Hallo zusammen, freue mich schon auf den 30.05. bin auf alle Fälle wieder dabei. Letztes Jahr hat es mir so gut gefallen,war echt SUPER, auch alles Rund um die Stecke. Dieses Jahr heißt mein Motto "Neues Bike neues Glück"

LG Ronnie


----------



## MTB-News.de




----------



## strecken-guru (31. März 2010)

300 sind schon wieder dabei

31.03.2010




Hallo,

jetzt haben wir die 300 Anmeldungen fast voll und liegen damit im Bereich des Rekordergebnisses vom letztem Jahr. 

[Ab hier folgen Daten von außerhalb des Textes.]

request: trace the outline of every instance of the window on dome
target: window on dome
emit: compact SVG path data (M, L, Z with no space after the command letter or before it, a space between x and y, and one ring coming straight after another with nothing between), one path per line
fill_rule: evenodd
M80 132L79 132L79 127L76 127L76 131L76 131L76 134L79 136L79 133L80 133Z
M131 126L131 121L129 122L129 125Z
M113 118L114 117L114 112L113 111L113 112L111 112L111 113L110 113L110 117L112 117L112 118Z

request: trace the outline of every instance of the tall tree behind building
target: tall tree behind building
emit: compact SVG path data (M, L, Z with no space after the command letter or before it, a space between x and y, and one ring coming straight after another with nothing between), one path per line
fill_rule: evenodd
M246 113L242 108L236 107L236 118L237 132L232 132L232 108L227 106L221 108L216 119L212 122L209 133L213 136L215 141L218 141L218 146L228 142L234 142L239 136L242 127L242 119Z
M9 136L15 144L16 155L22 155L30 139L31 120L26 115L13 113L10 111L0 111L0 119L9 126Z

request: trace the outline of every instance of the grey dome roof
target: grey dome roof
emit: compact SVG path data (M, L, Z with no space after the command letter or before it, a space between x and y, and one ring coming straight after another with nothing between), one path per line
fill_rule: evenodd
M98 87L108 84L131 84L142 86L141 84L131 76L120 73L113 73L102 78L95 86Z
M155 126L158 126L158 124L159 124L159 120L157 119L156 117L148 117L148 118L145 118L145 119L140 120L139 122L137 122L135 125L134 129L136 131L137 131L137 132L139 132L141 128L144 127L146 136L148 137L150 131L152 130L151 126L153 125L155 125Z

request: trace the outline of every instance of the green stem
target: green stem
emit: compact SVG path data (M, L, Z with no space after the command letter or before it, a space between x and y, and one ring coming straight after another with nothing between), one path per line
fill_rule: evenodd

Die ersten 300 Anmelder bekommen wieder ein T-Shirt und da es ja immer einige säumige Zahler gibt, habt Ihr noch gute Chancen auf das begehrte Kleidungsstück, wenn Ihr Euch über Ostern anmeldet - und bezahlt.

Wie Ihr wisst, hat Sturmtief Xinthia im Hunsrück heftig gewütet, aber die Aufarbeitung schreitet gut voran. Die Wandertäler sind schon kompett freigeräumt, bei einigen Zuwegungen muss man noch mit schwerem Gerät ran. 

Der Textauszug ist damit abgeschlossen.